15歳の息子が半年前から学校に行くのが辛くなり、同時に自分からうつ病だと思うからカウンセリングを受けたいと言い出し ました。以来週一回心療内科に通わせています。診断はうつ性の情緒障害で思春期の悩みの重症化したものとのこと。投薬の必要はないとのこと。
質問は、診療のあり方について、このままでいいのかどうかということです。
息子はカウンセラーの先生と話すと多少気持ちが落ち着くようで、体調や気分が許す限り律儀に通っています。休んだのは3度のみです。
ただ、患者の守秘義務があるからと、診療内容や治療の方針、進捗状況は一切親には知らされていません。当然親は疑問だらけですが、相談は親にあてがわれた別のカウンセラーにするルールになっています。双方のカウンセラー同士がチームを組んで総合的に息子の治療に当たるということのようです。
信頼して従って来ましたが、すでに半年。息子は相変わらず苦しそうで学校にも半分程しか行けず、最近は毎晩のように下痢をしています。私が息子と話していて大事なポイントだと思うことを息子が口にした時、先生はそれについてなんと言っていたの、と聞いても、それは先生には言っていないよ、ということもあり、どこまでカウンセリングで胸の内を明かしているのか疑問になってきました。
親や学校の先生がどの程度、学業や日常生活上するべきことをさせるべきかについてアドバイスもなく、あまりプッシュしないであげてくださいとだけしか言っていただけません。親のカウンセリングではもっぱら、息子がこうなったことについて「親に思い当たることを突き詰め、一緒に痛みを分かち合ってあげてください」というようなことを言われています。もちろん言われるまでもなく毎日毎秒それをやっています。一方で学校についても、落ちこぼれることでさらに不登校が加速しないよう、可能なら勉強もサポートしてやらなければと焦ります。
息子の先生は投薬の必要はないとのことながら、認知療法をしているわけでもないようで、息子の話を聞くだけ。。。それでも焦らず待つしかないのでしょうか。このままでいいのでしょうか。
投稿: 3 年 前.
カテゴリ: 神経科
専門家:  猫山司 返答済み 3 年 前.
おはようございます。猫山と申します。精神科医です。
大学病院で児童・思春期外来を担当していました。

ご子息は、どこからどう突っ込んでよいかわからないくらい問題だらけの対処を受けられているように思われます(敢えて「治療」という言葉は用いません)。
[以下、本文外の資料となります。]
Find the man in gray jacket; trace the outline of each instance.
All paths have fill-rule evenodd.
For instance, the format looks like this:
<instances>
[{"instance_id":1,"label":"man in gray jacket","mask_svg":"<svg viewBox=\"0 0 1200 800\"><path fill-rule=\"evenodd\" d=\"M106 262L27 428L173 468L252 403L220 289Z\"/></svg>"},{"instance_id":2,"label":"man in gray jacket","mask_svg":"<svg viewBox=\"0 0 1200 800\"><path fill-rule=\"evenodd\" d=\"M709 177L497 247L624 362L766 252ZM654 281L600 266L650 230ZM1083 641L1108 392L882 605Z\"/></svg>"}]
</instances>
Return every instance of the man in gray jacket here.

「うつ性の情緒障害で思春期の悩みの重症化したもの」という診断にしてからが、(もし相談者様が先方の説明をそのままご記載されているのであれば)用語の使い方からして間違っています。「情緒障害」は自閉症に連なる脳の障害で、悩みが重症化して起こるものではありません。
http://www.imaizumi-web.com/information/2003/030810.html
http://www.shugaku.metro.tokyo.jp/File/siryo2/syuugaku_8.pdf
また、症状が悪化して統合失調症に発展するものでもありません。

少し補足情報を下さい。

ご子息は不調を呈する以前に、対人関係が苦手であったり、学校やご自宅で問題行動が多いといった傾向があったでしょうか。乳幼児検診、就学時検診などで、発達の遅れや偏りを指摘されたことがあったでしょうか。

受診されているのは、児童・思春期に専門性がある精神科医療機関なのでしょうか。

海外に在住であるとのことですが、現在通われている医療機関以外に受診できる他の選択肢はあるのでしょうか。

以上、確認させていただけますと幸いです。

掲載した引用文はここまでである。